At any rate, back on topic, the energy conversion mechanism this is built upon isn't really new, what's new is the ability to miniaturize it enough so the volume actually can add up to something usable.
He doesn't want to admit anything good comes out of government research.
Leave it to you to take a pretty obvious, and noted, "sarcastic" remark as the central argument in my post.
Your linked article doesn't change the fact that Al Gore's comment was still rather self-serving... all for what? political posturing?...
Most anyone with a basic understanding of the internet's potential would have supported initiatives to strengthen its infrastructure... Gore was basically claiming his insight was unique... by proxy he continues to assert that the 'internet' as we know it would have taken a different route if not for his 'key role' in pushing forward those technology initiatives which hit his desk, or those that he sponsored...
He didn't even pen those initiatives down (as they were initiatives proposed by the great communications companies of the 80's and 90's - mainly AT&T and Bell)...
Last edited by Phenomanul; 11-08-2011 at 09:17 AM.

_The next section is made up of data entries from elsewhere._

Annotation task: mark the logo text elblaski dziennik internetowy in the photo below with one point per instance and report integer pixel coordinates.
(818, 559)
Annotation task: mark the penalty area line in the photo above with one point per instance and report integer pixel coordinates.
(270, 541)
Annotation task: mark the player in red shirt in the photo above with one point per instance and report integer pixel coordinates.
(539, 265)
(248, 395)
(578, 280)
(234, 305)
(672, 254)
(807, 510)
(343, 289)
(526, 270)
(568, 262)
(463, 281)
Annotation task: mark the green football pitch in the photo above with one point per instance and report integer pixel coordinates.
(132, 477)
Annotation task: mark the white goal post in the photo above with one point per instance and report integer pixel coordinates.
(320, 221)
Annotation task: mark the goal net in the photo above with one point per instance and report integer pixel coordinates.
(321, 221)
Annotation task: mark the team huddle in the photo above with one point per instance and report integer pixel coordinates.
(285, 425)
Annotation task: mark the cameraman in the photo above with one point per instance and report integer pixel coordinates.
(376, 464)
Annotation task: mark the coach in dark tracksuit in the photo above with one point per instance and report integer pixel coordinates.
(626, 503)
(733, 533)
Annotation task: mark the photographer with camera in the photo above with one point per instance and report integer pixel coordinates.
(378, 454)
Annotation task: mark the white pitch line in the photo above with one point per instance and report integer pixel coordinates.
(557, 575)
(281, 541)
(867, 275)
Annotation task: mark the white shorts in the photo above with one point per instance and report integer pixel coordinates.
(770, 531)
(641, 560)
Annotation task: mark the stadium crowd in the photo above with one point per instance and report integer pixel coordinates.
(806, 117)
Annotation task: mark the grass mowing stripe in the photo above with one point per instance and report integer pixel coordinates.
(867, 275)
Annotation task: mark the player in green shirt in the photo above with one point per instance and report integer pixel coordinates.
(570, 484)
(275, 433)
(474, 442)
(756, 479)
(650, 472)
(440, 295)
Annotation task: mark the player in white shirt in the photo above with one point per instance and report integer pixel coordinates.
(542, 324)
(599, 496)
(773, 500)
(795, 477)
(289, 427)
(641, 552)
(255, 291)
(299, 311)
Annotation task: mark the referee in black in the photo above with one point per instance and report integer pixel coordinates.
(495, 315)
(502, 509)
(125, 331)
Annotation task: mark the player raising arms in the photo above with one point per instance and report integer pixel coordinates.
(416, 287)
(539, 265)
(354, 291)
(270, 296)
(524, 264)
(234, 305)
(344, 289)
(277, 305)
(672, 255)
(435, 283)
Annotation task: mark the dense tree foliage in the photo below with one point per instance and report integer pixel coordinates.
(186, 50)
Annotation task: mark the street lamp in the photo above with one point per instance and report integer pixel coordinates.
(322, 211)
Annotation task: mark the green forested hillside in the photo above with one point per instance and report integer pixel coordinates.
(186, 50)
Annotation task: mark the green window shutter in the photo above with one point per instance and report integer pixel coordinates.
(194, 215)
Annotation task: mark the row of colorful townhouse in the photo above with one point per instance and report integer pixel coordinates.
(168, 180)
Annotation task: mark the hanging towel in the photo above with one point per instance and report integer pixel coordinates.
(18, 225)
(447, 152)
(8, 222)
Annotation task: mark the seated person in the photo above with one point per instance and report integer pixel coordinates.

Either way, I'm more interested in the development of the technology itself rather than where its funding is coming from...
"how do you get that Time division multiplexing leads to networking"
The entire rational of TDM, eg X.25, is to share a communications medium, eg, a network.
iow, the desire to share ( very expensive) network led to TDM as a network sharing technique.
btw, when France Telecom implemented X.25 in early 70s, they verified their network using San Antonio's Datapoint X.25 box, as being the best, most compliant X.25 implementation.
Last edited by boutons_deux; 11-08-2011 at 02:26 PM.
This is the point that I am trying to get to. When markets do not get needed technology researched or infrastructure built for whatever reason then that is when government steps in.
It was true when Eisenhower built the highways, Roosevelt building power grids in rural areas, AIDS research when it was widely thought that it was only contracted by sexual sex, space exploration, particle physics and all manner of works.
Our US energy and technology policy is in shambles precisely because of a powerful lobby and their sycophants such as WC. Our power grid is ed, has been ed and will continue to be ed. We are falling behind in chemistry and physics research because of the cancelling of projects in the 1990s. AIDS research was delayed a good 10 years because of antigay sentiment. The list goes on.
No one is saying that all tech needs to be researched with government funding but an intelligent focused approach only makes sense rather then lets just hope the magic market fixes everything nonsense that is perpetrated by the dumb sycophants.
That is a bit more of a fair criticism. Thank you.
I agree completely.
I would also add that funding for the types of basic research that may never be directly commercially useful, but furthering human knowledge is something I consider important.
Private industry generally won't pony up funds for this kind of stuff, as they are looking for next quarter's or next years profit margin, so it falls to governments to do that.
I can understand what you're saying, but you're not really invalidating my comment unless you're saying that X.25/TDM is more intrinsic to the creation of the internet than ARPANet was.